When thunderclouds began to boil up along the horizon, he was certain of it. He glanced up fearfully as the rising winds sent ripe fruit plummeting from the trees. One spattered into seeds and pulp right by Malta's feet. The rich smell of its spilled nectar was decadent.

“Malta. We should part now. Tell your mother that . . .”

Lightning cracked the sky overhead. Thunder followed instantaneously. Reyn felt his hair stand on end and a peculiar smell rode the wind. Malta cowered low and pointed wordlessly up at the sky. The erratic winds lashed her hair wildly and pressed her nightdress up against her body.

A dragon hovered above the trees. The powerful beat of her wings spurred the winds. Even the cloud-dimmed light of the sun could not diminish her glory. She was iridescent. Colors chased one another over her silver body and wings. Her eyes were copper. “I have the power,” she declared. Her voice split the sky. The branch of a nearby tree cracked and fell heavily to the earth. “Free me and I will aid you. I promise you this.” Her wings lifted her to the sky where she turned a slow, dazzling loop. Her long serpentine tail lashed the sky behind her.

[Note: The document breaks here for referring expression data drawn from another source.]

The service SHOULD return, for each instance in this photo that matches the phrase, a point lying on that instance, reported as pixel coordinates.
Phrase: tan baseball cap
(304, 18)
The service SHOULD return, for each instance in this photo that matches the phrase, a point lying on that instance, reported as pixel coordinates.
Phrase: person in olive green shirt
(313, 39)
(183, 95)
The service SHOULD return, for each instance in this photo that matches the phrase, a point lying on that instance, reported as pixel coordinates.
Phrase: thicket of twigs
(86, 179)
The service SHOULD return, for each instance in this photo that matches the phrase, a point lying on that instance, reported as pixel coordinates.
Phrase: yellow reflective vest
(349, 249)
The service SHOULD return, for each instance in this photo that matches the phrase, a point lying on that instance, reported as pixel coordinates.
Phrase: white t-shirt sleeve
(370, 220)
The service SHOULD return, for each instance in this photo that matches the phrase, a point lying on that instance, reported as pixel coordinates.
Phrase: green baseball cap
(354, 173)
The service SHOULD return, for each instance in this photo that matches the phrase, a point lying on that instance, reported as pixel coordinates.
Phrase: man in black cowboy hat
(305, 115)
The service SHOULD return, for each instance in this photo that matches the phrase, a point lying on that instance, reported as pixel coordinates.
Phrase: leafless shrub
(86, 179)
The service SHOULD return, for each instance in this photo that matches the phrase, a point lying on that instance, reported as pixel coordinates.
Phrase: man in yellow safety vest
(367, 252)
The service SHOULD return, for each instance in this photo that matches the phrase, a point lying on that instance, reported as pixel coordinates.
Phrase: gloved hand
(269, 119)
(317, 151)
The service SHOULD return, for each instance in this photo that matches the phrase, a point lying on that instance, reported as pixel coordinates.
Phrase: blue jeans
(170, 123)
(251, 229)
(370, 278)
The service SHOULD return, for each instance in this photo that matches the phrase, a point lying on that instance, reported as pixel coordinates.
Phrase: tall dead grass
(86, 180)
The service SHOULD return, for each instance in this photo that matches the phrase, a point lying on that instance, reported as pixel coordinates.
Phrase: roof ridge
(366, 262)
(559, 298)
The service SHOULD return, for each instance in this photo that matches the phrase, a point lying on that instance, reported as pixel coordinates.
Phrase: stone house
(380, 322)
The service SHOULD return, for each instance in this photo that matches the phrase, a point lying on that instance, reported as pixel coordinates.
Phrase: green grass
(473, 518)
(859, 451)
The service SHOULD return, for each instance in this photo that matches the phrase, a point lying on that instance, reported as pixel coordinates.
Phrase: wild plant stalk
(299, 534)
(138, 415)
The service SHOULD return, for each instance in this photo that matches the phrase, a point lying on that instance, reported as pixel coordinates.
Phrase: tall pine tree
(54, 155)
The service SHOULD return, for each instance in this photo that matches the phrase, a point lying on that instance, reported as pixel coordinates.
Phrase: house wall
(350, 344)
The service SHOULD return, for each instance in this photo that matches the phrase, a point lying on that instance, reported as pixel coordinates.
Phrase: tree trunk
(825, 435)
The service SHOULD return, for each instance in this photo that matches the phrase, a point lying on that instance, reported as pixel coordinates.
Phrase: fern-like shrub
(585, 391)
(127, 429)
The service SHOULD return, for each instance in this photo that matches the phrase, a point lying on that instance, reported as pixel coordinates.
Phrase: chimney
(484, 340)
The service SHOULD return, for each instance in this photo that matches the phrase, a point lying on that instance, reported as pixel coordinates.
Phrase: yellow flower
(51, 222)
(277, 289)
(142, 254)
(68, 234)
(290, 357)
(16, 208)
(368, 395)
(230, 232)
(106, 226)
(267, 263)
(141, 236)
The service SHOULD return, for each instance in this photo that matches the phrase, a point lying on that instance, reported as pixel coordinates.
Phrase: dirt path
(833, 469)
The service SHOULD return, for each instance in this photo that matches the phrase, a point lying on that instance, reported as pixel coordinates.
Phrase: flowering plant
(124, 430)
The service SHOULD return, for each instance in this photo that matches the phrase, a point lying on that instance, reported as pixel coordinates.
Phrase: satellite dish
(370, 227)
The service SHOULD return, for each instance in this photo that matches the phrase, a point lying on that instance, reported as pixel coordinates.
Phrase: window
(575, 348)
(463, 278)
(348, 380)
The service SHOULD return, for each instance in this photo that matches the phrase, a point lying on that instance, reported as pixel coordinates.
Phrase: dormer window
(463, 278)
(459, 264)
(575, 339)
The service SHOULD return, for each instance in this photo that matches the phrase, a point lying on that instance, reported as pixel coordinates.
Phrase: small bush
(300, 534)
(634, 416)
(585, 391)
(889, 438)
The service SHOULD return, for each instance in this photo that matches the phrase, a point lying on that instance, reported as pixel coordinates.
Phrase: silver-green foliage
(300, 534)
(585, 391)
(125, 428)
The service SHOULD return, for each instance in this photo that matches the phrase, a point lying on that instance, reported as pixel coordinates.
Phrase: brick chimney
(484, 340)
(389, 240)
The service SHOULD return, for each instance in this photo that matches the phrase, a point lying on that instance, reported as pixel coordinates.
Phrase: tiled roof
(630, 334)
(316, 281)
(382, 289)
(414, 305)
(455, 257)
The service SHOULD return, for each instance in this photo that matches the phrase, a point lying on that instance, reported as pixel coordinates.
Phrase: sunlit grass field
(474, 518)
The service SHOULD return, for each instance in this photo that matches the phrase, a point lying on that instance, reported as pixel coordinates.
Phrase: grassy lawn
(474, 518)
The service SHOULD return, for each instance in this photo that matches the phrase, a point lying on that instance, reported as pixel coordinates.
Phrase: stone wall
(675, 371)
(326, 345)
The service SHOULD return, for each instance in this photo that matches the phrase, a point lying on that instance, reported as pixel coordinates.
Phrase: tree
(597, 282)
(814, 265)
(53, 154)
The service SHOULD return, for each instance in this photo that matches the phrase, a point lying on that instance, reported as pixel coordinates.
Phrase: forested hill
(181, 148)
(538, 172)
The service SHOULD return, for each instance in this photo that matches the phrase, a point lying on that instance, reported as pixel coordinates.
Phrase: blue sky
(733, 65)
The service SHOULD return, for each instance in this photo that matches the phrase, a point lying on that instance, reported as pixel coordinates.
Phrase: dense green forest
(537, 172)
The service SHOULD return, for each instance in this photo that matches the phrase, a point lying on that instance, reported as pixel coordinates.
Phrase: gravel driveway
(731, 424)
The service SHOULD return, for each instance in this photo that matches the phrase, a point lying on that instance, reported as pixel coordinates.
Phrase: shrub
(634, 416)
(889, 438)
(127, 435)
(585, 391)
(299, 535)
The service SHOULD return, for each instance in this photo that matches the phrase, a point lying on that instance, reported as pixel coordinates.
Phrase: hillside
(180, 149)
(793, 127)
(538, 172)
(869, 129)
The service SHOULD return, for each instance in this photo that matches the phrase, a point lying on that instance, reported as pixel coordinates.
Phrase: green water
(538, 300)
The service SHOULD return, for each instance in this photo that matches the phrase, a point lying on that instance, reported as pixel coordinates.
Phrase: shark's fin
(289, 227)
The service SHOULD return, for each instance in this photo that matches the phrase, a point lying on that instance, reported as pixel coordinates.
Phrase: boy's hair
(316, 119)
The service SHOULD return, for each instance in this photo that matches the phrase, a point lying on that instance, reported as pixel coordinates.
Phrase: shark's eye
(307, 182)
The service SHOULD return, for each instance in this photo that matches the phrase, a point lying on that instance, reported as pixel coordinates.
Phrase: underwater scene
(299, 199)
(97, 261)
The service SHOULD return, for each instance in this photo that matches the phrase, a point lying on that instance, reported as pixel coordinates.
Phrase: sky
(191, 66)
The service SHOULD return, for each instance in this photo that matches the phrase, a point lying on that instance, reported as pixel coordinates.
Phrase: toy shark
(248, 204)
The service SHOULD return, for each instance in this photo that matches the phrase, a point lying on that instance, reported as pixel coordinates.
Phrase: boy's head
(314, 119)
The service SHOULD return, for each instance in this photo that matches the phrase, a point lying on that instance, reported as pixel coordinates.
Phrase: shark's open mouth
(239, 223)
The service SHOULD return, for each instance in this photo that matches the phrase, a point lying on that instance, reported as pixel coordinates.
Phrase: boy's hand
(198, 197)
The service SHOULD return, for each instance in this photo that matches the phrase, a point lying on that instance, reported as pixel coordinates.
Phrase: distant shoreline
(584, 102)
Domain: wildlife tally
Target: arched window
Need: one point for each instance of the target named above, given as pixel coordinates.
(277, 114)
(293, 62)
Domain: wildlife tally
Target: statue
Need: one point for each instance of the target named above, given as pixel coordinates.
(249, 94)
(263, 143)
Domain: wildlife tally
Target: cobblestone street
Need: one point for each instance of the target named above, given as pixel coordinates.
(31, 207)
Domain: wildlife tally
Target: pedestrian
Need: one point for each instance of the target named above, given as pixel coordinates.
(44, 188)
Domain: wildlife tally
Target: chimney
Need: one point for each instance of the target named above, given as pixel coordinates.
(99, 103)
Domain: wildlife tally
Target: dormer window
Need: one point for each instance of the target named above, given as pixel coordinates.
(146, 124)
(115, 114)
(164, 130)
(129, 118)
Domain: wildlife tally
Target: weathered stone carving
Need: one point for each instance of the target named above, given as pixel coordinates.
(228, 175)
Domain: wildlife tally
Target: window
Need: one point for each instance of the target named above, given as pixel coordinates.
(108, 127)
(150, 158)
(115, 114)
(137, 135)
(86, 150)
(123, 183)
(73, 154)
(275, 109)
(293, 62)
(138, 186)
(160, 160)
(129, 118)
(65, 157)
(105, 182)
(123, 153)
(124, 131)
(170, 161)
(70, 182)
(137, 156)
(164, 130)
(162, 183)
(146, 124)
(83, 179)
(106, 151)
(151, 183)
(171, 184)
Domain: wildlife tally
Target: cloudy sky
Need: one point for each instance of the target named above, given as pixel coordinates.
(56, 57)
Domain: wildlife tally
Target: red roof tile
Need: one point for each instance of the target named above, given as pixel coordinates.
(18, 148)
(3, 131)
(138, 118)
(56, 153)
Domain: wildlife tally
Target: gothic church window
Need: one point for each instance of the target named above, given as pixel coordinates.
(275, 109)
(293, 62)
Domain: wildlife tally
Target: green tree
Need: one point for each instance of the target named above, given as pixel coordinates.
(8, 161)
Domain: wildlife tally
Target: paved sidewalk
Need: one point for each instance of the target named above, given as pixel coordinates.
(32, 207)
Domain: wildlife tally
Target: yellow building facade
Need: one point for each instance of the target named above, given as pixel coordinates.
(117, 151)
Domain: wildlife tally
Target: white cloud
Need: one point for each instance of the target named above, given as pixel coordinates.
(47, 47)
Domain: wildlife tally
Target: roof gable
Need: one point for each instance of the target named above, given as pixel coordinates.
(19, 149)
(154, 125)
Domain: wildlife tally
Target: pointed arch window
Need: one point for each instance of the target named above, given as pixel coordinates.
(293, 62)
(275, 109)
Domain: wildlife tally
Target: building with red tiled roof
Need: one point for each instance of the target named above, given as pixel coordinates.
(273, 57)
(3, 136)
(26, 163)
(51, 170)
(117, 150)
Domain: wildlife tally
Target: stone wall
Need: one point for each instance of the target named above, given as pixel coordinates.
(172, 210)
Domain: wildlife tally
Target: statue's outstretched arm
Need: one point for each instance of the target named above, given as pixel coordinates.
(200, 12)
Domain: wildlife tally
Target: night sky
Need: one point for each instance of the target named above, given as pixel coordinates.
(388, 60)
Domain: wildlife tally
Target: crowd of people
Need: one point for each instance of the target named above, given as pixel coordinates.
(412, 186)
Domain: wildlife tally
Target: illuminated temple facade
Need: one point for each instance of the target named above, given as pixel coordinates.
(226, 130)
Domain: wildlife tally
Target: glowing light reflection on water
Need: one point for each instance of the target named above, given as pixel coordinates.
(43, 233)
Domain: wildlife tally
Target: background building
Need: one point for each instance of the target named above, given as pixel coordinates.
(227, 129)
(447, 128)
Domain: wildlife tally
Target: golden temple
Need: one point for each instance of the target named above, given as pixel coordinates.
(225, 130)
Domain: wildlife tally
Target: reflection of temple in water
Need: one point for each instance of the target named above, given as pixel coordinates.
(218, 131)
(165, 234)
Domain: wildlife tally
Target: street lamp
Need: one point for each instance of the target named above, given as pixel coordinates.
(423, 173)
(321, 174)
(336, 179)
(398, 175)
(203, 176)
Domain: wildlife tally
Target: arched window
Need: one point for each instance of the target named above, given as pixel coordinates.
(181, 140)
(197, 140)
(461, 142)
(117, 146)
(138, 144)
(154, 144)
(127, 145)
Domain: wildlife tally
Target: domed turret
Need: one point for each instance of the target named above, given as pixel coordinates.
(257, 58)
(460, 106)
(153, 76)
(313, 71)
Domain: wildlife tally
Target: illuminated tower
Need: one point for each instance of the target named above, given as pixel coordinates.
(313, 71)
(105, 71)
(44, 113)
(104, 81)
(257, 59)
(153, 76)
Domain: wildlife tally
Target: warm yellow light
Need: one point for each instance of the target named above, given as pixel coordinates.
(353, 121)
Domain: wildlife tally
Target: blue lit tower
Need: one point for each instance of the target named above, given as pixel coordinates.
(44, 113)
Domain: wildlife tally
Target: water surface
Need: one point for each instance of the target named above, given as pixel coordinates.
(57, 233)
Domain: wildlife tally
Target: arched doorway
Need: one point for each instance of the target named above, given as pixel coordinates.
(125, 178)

Rain began suddenly to fall, a torrent that drenched the humans. Malta fled shivering to the shelter of Reyn's arms and cloak. He put his arm around her. Even in the shadow of the hovering dragon, he was aware of the warmth of her skin through the damp cloth of her nightdress. From beneath his cloak, Malta squinted up at the beast. “Who are you?” she cried loudly. “What do you want?”

The dragon threw back her head and roared her laughter. She swept past them and rose again into the sky. “Who am I? Do I look so foolish as to gift you with my name? No. You will not come to control me that way. As to what I want ... a trade. My freedom, in exchange for this ship you mention, and if your father is still aboard it, his life. What say you? An easy trade, is it not? A life for a life?”

Malta looked to Reyn. “Is she real? Can she help us?”

Reyn stared up at the dragon above them. She beat her wings heavily as she rose into the storm-torn sky. Up and up she rose, growing smaller with distance. She shone like a star against the dark gray clouds. “She's real. But she can't help us.”

“Why not? She is immense! She can fly! Couldn't she just go to where the ship is and . . .”

“And what? Destroy the ship to kill the pirates? Possibly, if you truly thought that was wise. Possibly, if she were truly free and flying. But she isn't. She is only showing herself to us, in this dream, as she imagines herself to be.”

“How is she really?”

Reyn abruptly realized how close he had come to a very dangerous topic. “She's trapped, far beneath the earth, where no one can free her.” He took her arm and hurried her down the path, to where he had willed a sturdy little cottage into existence. He opened the door and Malta darted inside gratefully. He followed her, shutting the door behind them. A small fire illuminated the simple little room. Malta gathered up her hair in a bundle and squeezed the water from it. She turned back to him, raindrops still glistening on her face. The firelight danced in her eyes.